Her family took me in and there is where I finally like reconnected with my mentor.

She gave me some options told me about some different places I should try to get as who

reminded me how much I love working in education.

Oh my so many jobs is working with kids somewhere and a part of me always wanted to do that.

What I didn't know how serious I was about it and once I got here I didn't know what

to expect.

And being someone who you know wears men's attire but is female and as students challenged

me at first they would always say kind of very homophobic slurs or just mispronounced my pronouns and

things of that nature and I felt like I don't think they're doing it on purpose.

It was a moment that I realized they're not doing this on purpose this is just what they

know. They don't know any better and as a lesbian- an out professional.

I felt the need to be some kind of support for people like me and in this building at

the time, there weren't. and I felt like students needed that.

And I took that as a challenge for myself to step up to the plate.

I started advocating to the administration and I wanted to go to workshops.

I wanted to learn so hard to turn that information to the teachers and to the administration

are not as educated.

And once I was able to get that kind of approval and I started stepping up and getting promoted

to dean I was able to you know speak to the students in ways that I realize now I can

create a program where they can learn how to really express themselves and

use words that actually mean what they want to say and that's what I was able to do.

I don't want everyone to still be segregated or put in a space that's like

Oh now that's where the jocks go that's where the gay kids go.

No, I want everyone to know that we're all people we are human.

We all have you know feelings and emotions.

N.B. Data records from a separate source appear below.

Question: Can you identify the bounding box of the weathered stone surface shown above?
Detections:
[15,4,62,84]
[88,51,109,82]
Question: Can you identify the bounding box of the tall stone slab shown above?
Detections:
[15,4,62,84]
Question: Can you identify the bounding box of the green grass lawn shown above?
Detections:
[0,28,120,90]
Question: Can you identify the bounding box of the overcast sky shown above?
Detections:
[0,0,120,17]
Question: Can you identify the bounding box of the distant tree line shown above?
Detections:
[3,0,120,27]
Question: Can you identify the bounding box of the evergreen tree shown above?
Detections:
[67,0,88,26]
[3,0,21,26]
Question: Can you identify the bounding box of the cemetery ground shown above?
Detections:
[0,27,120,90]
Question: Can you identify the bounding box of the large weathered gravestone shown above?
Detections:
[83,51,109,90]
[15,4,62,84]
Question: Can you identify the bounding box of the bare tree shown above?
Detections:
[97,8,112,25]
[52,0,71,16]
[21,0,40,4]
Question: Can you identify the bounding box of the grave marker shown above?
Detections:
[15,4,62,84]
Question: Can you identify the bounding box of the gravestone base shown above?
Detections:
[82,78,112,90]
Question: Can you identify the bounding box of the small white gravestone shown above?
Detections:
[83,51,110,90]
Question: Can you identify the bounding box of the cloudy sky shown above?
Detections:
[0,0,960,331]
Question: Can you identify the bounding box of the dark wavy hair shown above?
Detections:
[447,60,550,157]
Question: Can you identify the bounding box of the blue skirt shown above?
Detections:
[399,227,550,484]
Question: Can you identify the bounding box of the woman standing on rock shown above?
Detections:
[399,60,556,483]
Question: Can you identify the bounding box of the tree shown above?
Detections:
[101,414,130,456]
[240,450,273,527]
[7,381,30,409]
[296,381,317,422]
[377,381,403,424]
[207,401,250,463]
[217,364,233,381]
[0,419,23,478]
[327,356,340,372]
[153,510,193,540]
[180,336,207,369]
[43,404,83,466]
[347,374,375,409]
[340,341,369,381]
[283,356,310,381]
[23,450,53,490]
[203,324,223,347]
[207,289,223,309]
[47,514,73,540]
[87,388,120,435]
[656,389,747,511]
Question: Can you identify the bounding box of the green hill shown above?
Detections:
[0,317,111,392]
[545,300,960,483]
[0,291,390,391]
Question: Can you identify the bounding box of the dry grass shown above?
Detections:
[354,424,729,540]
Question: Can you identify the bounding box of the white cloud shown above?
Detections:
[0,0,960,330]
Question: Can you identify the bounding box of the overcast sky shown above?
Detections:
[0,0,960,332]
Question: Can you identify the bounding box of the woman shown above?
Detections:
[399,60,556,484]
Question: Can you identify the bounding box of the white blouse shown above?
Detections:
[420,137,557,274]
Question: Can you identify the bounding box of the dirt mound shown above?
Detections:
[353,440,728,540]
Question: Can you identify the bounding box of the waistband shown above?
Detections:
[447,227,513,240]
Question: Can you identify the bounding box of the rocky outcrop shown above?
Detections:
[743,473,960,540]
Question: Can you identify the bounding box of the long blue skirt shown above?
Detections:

And I feel like me as a dean,

it doesn't matter that one I'm a female and that I'm a lesbian when I'm interacting and dealing

with your students.

Same thing with the male dean.

And we use this as only to speak to students often the fact that I'm a lesbian has nothing

to do with me telling you to get to class. Getting to class is what you're supposed to do my

job is to make sure that you do it. Orientation has no boundaries on that and it has nothing

to do with that.

And I want students to know: your classmate might be who he is, or who she is.

They may not use those pronouns but it doesn't take away that they're human

and they deserve to be in the streets safe and educated just like you because I need

them to understand.

I had a thousand reasons to give up in

High School.

So yes I am a strict Dean and I'm hard on them and I'm always making sure that they're

following the rules because out there when they graduate no one's gonna be there like that

for them and especially a lot of our alumni come back to always tell us how much they

missed our school building because we're like a family and I want them to know that I'm

just gonna prepare you for what's out there.